On parla de tout et de rien, comme toujours en pareil circonstance, d’autant que la cuisine maison – même associée à celle d’un traiteur réputé – n’était pas de celles qui laissent indifférent. On était en mai, le mois des précieuses morilles, et l’événement avait dépouillé deux forêts pour l’immense bonheur des convives. D’ailleurs, pour cette fête hors du commun, les Vaudrey-Chaumard avaient tenu à ce que la gastronomie traditionnelle soit en vedette. Aussi les truites accommodées selon une recette tenue secrète précédèrent-elles le meilleur poulet au vin jaune jamais dégusté, des foies gras truffés et une foule d’autres succulences avant que n’apparaissent café et liqueurs.
Après plusieurs allocutions et « santé ! » parfois proclamées d’une voix incertaine, chacun rentra chez soi. Les uns pour changer de toilette et prendre un peu de repos avant le bal, les autres – les officiels surtout ! – pour diverses célébrations, et enfin ceux à qui il ne restait qu’à aller se coucher pour se remettre de tant de libations.
Les habitants du « château » optèrent pour une promenade hygiénique le long du lac ou dans le parc qui s’illuminerait à la nuit. Aldo, Adalbert et Hubert furent de ceux-là. Le dernier semblait soucieux et mâchonnait son cigare plus qu’il ne le fumait.

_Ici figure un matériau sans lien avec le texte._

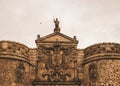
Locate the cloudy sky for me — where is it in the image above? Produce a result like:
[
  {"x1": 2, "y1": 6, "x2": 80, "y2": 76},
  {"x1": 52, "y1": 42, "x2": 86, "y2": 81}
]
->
[{"x1": 0, "y1": 0, "x2": 120, "y2": 48}]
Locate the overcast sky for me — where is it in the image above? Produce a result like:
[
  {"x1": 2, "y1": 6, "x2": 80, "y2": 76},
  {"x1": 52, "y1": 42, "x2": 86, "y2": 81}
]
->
[{"x1": 0, "y1": 0, "x2": 120, "y2": 48}]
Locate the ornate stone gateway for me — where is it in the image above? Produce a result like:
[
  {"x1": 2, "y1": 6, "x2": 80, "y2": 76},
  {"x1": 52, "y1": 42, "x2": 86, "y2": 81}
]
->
[
  {"x1": 1, "y1": 19, "x2": 120, "y2": 86},
  {"x1": 32, "y1": 19, "x2": 81, "y2": 85},
  {"x1": 33, "y1": 42, "x2": 81, "y2": 85}
]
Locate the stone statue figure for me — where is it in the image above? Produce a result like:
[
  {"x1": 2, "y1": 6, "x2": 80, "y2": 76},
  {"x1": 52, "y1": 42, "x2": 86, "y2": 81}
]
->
[{"x1": 54, "y1": 18, "x2": 59, "y2": 28}]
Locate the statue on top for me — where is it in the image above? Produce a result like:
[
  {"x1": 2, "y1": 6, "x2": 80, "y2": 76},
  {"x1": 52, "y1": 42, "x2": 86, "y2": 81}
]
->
[{"x1": 54, "y1": 18, "x2": 59, "y2": 28}]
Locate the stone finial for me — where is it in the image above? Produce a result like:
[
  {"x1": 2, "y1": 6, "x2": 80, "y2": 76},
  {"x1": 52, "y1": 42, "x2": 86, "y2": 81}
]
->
[
  {"x1": 74, "y1": 36, "x2": 77, "y2": 40},
  {"x1": 37, "y1": 34, "x2": 40, "y2": 39},
  {"x1": 54, "y1": 18, "x2": 60, "y2": 33}
]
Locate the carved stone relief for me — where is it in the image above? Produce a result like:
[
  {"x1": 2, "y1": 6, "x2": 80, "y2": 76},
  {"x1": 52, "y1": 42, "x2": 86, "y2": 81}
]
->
[
  {"x1": 89, "y1": 63, "x2": 98, "y2": 81},
  {"x1": 37, "y1": 41, "x2": 78, "y2": 82},
  {"x1": 15, "y1": 62, "x2": 25, "y2": 83}
]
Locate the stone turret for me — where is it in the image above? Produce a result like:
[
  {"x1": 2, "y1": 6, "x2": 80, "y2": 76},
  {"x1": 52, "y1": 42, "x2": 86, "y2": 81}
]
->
[
  {"x1": 83, "y1": 43, "x2": 120, "y2": 86},
  {"x1": 0, "y1": 41, "x2": 33, "y2": 86}
]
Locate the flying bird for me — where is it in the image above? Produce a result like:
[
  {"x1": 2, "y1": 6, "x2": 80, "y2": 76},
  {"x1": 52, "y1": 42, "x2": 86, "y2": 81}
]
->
[{"x1": 40, "y1": 22, "x2": 42, "y2": 24}]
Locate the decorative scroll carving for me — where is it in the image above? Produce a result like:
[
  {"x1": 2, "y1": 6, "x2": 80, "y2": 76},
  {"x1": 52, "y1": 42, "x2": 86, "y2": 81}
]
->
[
  {"x1": 15, "y1": 62, "x2": 25, "y2": 83},
  {"x1": 42, "y1": 70, "x2": 71, "y2": 81},
  {"x1": 89, "y1": 63, "x2": 98, "y2": 81}
]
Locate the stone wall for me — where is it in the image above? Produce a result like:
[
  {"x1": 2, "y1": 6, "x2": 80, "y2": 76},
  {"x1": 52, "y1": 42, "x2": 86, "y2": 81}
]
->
[
  {"x1": 0, "y1": 58, "x2": 31, "y2": 86},
  {"x1": 76, "y1": 49, "x2": 84, "y2": 83},
  {"x1": 0, "y1": 41, "x2": 29, "y2": 62},
  {"x1": 0, "y1": 40, "x2": 120, "y2": 86},
  {"x1": 84, "y1": 43, "x2": 120, "y2": 58},
  {"x1": 83, "y1": 43, "x2": 120, "y2": 86},
  {"x1": 83, "y1": 59, "x2": 120, "y2": 86},
  {"x1": 0, "y1": 41, "x2": 34, "y2": 86}
]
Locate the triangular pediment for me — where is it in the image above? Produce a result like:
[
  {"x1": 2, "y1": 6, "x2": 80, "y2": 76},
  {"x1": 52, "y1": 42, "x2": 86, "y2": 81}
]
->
[
  {"x1": 43, "y1": 34, "x2": 72, "y2": 42},
  {"x1": 36, "y1": 33, "x2": 78, "y2": 44}
]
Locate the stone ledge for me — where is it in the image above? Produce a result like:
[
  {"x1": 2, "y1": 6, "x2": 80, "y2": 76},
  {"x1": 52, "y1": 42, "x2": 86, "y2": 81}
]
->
[
  {"x1": 84, "y1": 43, "x2": 120, "y2": 58},
  {"x1": 32, "y1": 81, "x2": 81, "y2": 85},
  {"x1": 83, "y1": 54, "x2": 120, "y2": 65},
  {"x1": 0, "y1": 54, "x2": 31, "y2": 64}
]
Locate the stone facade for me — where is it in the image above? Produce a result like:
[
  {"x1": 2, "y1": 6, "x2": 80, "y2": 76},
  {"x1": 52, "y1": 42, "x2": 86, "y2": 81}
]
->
[
  {"x1": 0, "y1": 19, "x2": 120, "y2": 86},
  {"x1": 0, "y1": 41, "x2": 32, "y2": 86},
  {"x1": 83, "y1": 43, "x2": 120, "y2": 86}
]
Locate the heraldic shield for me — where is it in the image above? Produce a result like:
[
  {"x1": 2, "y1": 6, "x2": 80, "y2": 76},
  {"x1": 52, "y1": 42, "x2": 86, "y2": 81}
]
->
[{"x1": 50, "y1": 44, "x2": 63, "y2": 67}]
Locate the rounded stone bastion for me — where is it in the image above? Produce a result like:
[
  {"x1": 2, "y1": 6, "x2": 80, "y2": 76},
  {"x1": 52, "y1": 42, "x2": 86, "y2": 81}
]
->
[
  {"x1": 0, "y1": 41, "x2": 31, "y2": 86},
  {"x1": 83, "y1": 43, "x2": 120, "y2": 86}
]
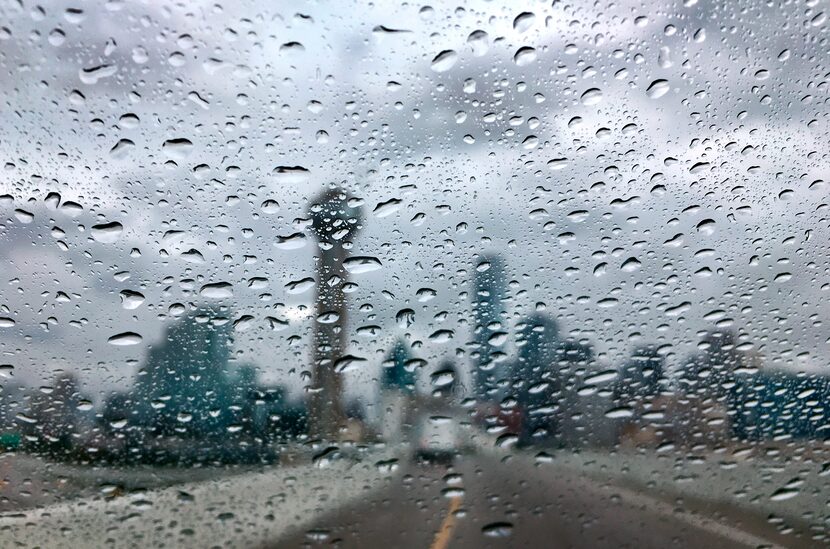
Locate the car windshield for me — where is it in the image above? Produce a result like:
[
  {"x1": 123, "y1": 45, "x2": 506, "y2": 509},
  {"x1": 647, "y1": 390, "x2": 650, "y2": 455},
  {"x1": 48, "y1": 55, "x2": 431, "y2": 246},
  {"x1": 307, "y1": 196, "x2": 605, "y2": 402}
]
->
[{"x1": 0, "y1": 1, "x2": 828, "y2": 547}]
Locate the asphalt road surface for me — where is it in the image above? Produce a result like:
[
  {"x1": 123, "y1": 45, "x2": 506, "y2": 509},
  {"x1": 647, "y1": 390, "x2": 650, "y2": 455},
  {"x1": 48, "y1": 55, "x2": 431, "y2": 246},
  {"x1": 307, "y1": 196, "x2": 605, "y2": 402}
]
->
[{"x1": 270, "y1": 452, "x2": 815, "y2": 549}]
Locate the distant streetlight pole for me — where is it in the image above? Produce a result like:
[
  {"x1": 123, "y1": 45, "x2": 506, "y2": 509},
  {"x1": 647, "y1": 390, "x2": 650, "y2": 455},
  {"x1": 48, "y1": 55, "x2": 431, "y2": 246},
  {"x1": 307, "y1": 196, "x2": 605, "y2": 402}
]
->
[{"x1": 307, "y1": 188, "x2": 362, "y2": 440}]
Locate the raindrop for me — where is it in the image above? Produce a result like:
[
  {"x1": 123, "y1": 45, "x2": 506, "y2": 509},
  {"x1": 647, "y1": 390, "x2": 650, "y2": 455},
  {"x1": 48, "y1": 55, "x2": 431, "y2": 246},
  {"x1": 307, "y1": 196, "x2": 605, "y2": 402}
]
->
[
  {"x1": 621, "y1": 257, "x2": 642, "y2": 272},
  {"x1": 467, "y1": 30, "x2": 489, "y2": 56},
  {"x1": 14, "y1": 209, "x2": 34, "y2": 224},
  {"x1": 696, "y1": 219, "x2": 716, "y2": 235},
  {"x1": 584, "y1": 370, "x2": 618, "y2": 385},
  {"x1": 233, "y1": 315, "x2": 254, "y2": 332},
  {"x1": 119, "y1": 290, "x2": 145, "y2": 310},
  {"x1": 430, "y1": 50, "x2": 458, "y2": 72},
  {"x1": 334, "y1": 354, "x2": 367, "y2": 373},
  {"x1": 416, "y1": 287, "x2": 437, "y2": 302},
  {"x1": 109, "y1": 139, "x2": 134, "y2": 158},
  {"x1": 580, "y1": 88, "x2": 603, "y2": 105},
  {"x1": 285, "y1": 277, "x2": 315, "y2": 295},
  {"x1": 430, "y1": 368, "x2": 456, "y2": 387},
  {"x1": 770, "y1": 488, "x2": 799, "y2": 502},
  {"x1": 60, "y1": 201, "x2": 83, "y2": 217},
  {"x1": 162, "y1": 138, "x2": 194, "y2": 159},
  {"x1": 605, "y1": 406, "x2": 634, "y2": 419},
  {"x1": 373, "y1": 198, "x2": 402, "y2": 218},
  {"x1": 482, "y1": 522, "x2": 514, "y2": 538},
  {"x1": 273, "y1": 166, "x2": 310, "y2": 184},
  {"x1": 513, "y1": 47, "x2": 537, "y2": 66},
  {"x1": 266, "y1": 316, "x2": 289, "y2": 331},
  {"x1": 44, "y1": 192, "x2": 61, "y2": 210},
  {"x1": 496, "y1": 433, "x2": 519, "y2": 448},
  {"x1": 280, "y1": 41, "x2": 305, "y2": 53},
  {"x1": 108, "y1": 332, "x2": 143, "y2": 346},
  {"x1": 646, "y1": 79, "x2": 670, "y2": 98},
  {"x1": 200, "y1": 282, "x2": 233, "y2": 299},
  {"x1": 429, "y1": 329, "x2": 454, "y2": 343},
  {"x1": 547, "y1": 158, "x2": 569, "y2": 170},
  {"x1": 396, "y1": 308, "x2": 415, "y2": 328},
  {"x1": 48, "y1": 28, "x2": 66, "y2": 46},
  {"x1": 79, "y1": 64, "x2": 117, "y2": 85},
  {"x1": 343, "y1": 256, "x2": 382, "y2": 274},
  {"x1": 91, "y1": 222, "x2": 124, "y2": 243},
  {"x1": 316, "y1": 311, "x2": 340, "y2": 324},
  {"x1": 274, "y1": 232, "x2": 308, "y2": 250},
  {"x1": 312, "y1": 446, "x2": 340, "y2": 468},
  {"x1": 689, "y1": 161, "x2": 710, "y2": 174},
  {"x1": 513, "y1": 12, "x2": 536, "y2": 33}
]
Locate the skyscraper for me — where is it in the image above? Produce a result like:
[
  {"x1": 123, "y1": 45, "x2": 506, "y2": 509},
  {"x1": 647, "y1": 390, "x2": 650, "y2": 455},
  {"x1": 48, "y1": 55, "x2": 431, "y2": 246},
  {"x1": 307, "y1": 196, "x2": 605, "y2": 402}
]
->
[
  {"x1": 379, "y1": 339, "x2": 417, "y2": 444},
  {"x1": 471, "y1": 254, "x2": 507, "y2": 401},
  {"x1": 513, "y1": 313, "x2": 560, "y2": 443},
  {"x1": 132, "y1": 306, "x2": 233, "y2": 438},
  {"x1": 615, "y1": 345, "x2": 665, "y2": 405},
  {"x1": 381, "y1": 339, "x2": 416, "y2": 395}
]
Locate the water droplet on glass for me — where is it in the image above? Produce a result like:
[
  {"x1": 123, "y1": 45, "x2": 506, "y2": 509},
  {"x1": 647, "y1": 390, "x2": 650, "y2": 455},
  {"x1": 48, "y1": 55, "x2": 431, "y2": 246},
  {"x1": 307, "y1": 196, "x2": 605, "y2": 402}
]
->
[
  {"x1": 482, "y1": 522, "x2": 514, "y2": 537},
  {"x1": 286, "y1": 277, "x2": 315, "y2": 295},
  {"x1": 162, "y1": 138, "x2": 194, "y2": 159},
  {"x1": 14, "y1": 209, "x2": 34, "y2": 224},
  {"x1": 513, "y1": 47, "x2": 537, "y2": 66},
  {"x1": 513, "y1": 12, "x2": 536, "y2": 33},
  {"x1": 605, "y1": 406, "x2": 634, "y2": 419},
  {"x1": 334, "y1": 354, "x2": 367, "y2": 373},
  {"x1": 373, "y1": 198, "x2": 402, "y2": 218},
  {"x1": 646, "y1": 79, "x2": 670, "y2": 98},
  {"x1": 119, "y1": 290, "x2": 145, "y2": 310},
  {"x1": 430, "y1": 50, "x2": 458, "y2": 72},
  {"x1": 274, "y1": 232, "x2": 308, "y2": 250},
  {"x1": 273, "y1": 166, "x2": 310, "y2": 184},
  {"x1": 580, "y1": 88, "x2": 603, "y2": 105},
  {"x1": 467, "y1": 30, "x2": 489, "y2": 56},
  {"x1": 396, "y1": 308, "x2": 415, "y2": 328},
  {"x1": 200, "y1": 282, "x2": 233, "y2": 299},
  {"x1": 91, "y1": 221, "x2": 124, "y2": 243},
  {"x1": 107, "y1": 332, "x2": 143, "y2": 346},
  {"x1": 343, "y1": 256, "x2": 382, "y2": 274}
]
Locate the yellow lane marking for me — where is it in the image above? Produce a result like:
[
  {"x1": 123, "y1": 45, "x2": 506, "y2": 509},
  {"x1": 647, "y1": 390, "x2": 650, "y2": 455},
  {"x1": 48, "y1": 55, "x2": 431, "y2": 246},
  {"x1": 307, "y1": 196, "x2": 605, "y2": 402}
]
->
[{"x1": 430, "y1": 496, "x2": 462, "y2": 549}]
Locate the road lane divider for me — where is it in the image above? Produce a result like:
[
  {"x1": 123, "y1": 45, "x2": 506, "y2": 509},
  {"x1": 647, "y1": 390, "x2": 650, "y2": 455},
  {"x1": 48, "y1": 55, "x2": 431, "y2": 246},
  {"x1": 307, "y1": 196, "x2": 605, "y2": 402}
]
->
[{"x1": 430, "y1": 496, "x2": 462, "y2": 549}]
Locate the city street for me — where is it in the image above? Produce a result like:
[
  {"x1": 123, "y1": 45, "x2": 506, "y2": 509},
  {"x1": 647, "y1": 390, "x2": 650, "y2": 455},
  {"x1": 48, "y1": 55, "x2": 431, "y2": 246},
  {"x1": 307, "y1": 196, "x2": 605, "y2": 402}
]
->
[{"x1": 272, "y1": 452, "x2": 813, "y2": 549}]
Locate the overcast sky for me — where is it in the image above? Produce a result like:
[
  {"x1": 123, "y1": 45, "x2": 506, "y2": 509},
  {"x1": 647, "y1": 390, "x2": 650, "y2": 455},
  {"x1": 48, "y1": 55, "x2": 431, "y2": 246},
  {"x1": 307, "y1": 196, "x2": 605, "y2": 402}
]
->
[{"x1": 0, "y1": 0, "x2": 828, "y2": 407}]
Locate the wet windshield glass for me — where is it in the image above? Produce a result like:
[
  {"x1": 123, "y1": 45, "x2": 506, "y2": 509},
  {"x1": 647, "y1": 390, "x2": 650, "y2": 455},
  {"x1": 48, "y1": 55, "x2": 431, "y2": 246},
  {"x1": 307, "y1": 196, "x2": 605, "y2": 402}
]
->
[{"x1": 0, "y1": 1, "x2": 828, "y2": 547}]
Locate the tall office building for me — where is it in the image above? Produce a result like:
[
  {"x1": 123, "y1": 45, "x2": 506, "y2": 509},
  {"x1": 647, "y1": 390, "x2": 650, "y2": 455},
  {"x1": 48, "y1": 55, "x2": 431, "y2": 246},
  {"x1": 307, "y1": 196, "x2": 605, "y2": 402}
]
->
[
  {"x1": 132, "y1": 306, "x2": 233, "y2": 437},
  {"x1": 513, "y1": 313, "x2": 560, "y2": 442},
  {"x1": 471, "y1": 254, "x2": 507, "y2": 400}
]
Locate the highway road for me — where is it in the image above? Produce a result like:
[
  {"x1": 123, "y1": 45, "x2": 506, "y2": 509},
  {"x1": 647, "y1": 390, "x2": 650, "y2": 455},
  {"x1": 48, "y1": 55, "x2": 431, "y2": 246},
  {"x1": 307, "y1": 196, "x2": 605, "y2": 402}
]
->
[{"x1": 271, "y1": 452, "x2": 816, "y2": 549}]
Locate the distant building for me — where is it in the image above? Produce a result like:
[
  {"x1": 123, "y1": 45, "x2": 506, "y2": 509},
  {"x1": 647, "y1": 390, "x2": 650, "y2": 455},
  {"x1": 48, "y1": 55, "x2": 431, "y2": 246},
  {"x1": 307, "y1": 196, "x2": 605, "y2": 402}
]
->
[
  {"x1": 430, "y1": 359, "x2": 459, "y2": 400},
  {"x1": 673, "y1": 329, "x2": 744, "y2": 447},
  {"x1": 556, "y1": 339, "x2": 614, "y2": 448},
  {"x1": 613, "y1": 345, "x2": 667, "y2": 447},
  {"x1": 379, "y1": 340, "x2": 417, "y2": 445},
  {"x1": 23, "y1": 372, "x2": 89, "y2": 455},
  {"x1": 132, "y1": 306, "x2": 233, "y2": 439},
  {"x1": 512, "y1": 313, "x2": 561, "y2": 444},
  {"x1": 381, "y1": 339, "x2": 416, "y2": 394},
  {"x1": 471, "y1": 254, "x2": 507, "y2": 401},
  {"x1": 730, "y1": 370, "x2": 830, "y2": 440},
  {"x1": 679, "y1": 329, "x2": 741, "y2": 402},
  {"x1": 0, "y1": 380, "x2": 26, "y2": 432}
]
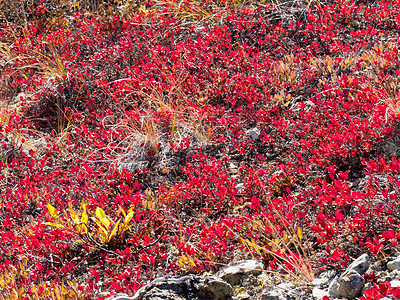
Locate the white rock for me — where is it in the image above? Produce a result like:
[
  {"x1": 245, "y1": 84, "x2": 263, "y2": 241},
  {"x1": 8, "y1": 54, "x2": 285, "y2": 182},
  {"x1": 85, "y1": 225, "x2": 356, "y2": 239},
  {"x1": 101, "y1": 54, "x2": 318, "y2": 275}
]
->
[
  {"x1": 313, "y1": 287, "x2": 330, "y2": 299},
  {"x1": 235, "y1": 183, "x2": 245, "y2": 191},
  {"x1": 390, "y1": 280, "x2": 400, "y2": 288}
]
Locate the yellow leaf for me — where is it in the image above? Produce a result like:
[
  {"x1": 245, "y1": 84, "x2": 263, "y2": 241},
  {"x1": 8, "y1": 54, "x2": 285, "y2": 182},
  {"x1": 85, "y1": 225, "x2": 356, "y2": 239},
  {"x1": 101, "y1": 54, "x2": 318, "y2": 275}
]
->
[
  {"x1": 108, "y1": 219, "x2": 121, "y2": 242},
  {"x1": 297, "y1": 228, "x2": 303, "y2": 240},
  {"x1": 81, "y1": 211, "x2": 88, "y2": 224},
  {"x1": 47, "y1": 203, "x2": 59, "y2": 219},
  {"x1": 119, "y1": 205, "x2": 127, "y2": 218},
  {"x1": 254, "y1": 246, "x2": 262, "y2": 256},
  {"x1": 69, "y1": 209, "x2": 79, "y2": 224},
  {"x1": 123, "y1": 210, "x2": 134, "y2": 226},
  {"x1": 188, "y1": 257, "x2": 195, "y2": 266},
  {"x1": 99, "y1": 216, "x2": 111, "y2": 229},
  {"x1": 32, "y1": 286, "x2": 39, "y2": 298},
  {"x1": 54, "y1": 285, "x2": 61, "y2": 300},
  {"x1": 81, "y1": 200, "x2": 86, "y2": 211},
  {"x1": 92, "y1": 218, "x2": 107, "y2": 234},
  {"x1": 178, "y1": 255, "x2": 187, "y2": 266},
  {"x1": 96, "y1": 207, "x2": 106, "y2": 220},
  {"x1": 96, "y1": 207, "x2": 111, "y2": 228}
]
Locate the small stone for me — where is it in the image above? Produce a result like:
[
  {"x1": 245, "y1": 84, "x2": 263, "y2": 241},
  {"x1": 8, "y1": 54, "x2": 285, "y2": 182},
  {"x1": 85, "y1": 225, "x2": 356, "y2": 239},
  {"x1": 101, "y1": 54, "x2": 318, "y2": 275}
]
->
[
  {"x1": 379, "y1": 271, "x2": 388, "y2": 277},
  {"x1": 384, "y1": 276, "x2": 393, "y2": 282},
  {"x1": 315, "y1": 269, "x2": 338, "y2": 284},
  {"x1": 235, "y1": 183, "x2": 245, "y2": 191},
  {"x1": 375, "y1": 260, "x2": 386, "y2": 271},
  {"x1": 393, "y1": 269, "x2": 400, "y2": 276},
  {"x1": 229, "y1": 163, "x2": 239, "y2": 175},
  {"x1": 390, "y1": 280, "x2": 400, "y2": 288},
  {"x1": 235, "y1": 292, "x2": 251, "y2": 300},
  {"x1": 246, "y1": 128, "x2": 260, "y2": 140},
  {"x1": 336, "y1": 270, "x2": 365, "y2": 299},
  {"x1": 312, "y1": 278, "x2": 328, "y2": 286},
  {"x1": 389, "y1": 248, "x2": 400, "y2": 256},
  {"x1": 276, "y1": 282, "x2": 295, "y2": 292}
]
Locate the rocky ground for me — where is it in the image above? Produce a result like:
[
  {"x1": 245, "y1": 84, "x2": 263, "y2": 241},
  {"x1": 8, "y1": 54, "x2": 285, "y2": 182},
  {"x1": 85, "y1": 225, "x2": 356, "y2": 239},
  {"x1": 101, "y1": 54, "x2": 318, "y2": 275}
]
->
[
  {"x1": 3, "y1": 0, "x2": 400, "y2": 299},
  {"x1": 106, "y1": 253, "x2": 400, "y2": 300}
]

— Quelque chose ne va pas, Professeur ? demanda Aldo.
— Oui ! C’est ma bonne éducation qui me tourmente !
— Je vois ! Vous vous dites qu’il est un peu délicat de tirer notre révérence dès que seront éteintes les lumières de la fête ? Je ne vous cache pas que j’y pense aussi. Nos hôtes se sont donné tant de mal pour cette fête – ô combien réussie ! – que les abandonner, le dernier verre de « vin de paille » avalé, me semble à la limite de la grossièreté. Vous encore, Hubert, pourriez invoquer…
— Rien du tout alors que Venise, elle, pourrait avoir besoin de vous ! Je vous rappelle en outre que c’est vous, pas plus tard qu’hier soir…
— Mille pardons, mais les dons divinatoires attachés selon vous à la fonction de druide…
— Je ne suis pas un « fonctionnaire », brama l’intéressé, et je le maintiens !
— Ça suffit ! coupa Adalbert. Vous avez raison et tort tous les deux. Alors je vais trancher, on reste encore deux ou trois jours ! Comme ça, pas de remords !… Et puis je suis curieux de voir ce qui va résulter de vos talents divinatoires, Professeur !
— Si vous voulez une explication, ne comptez pas sur moi. Je devine certaines réactions… par exemple que votre Marie-Angéline attend je ne sais quoi… peut-être quelqu’un ?! Qui ne vient pas !
— Ça, murmura Adalbert pour le seul Aldo, c’est l’évidence ! Étant donné la place qu’il occupe dans le pays, cet Hugo devrait être là ? Tout le département y est. Pourquoi pas lui ?
— Peut-être à cause de Plan-Crépin justement ? S’il venait, alors qu’elle est présente, il serait en contradiction avec lui-même. Ce soir, je l’imaginerais plutôt à « La Seigneurie » de Grandson et les pieds dans ses pantoufles.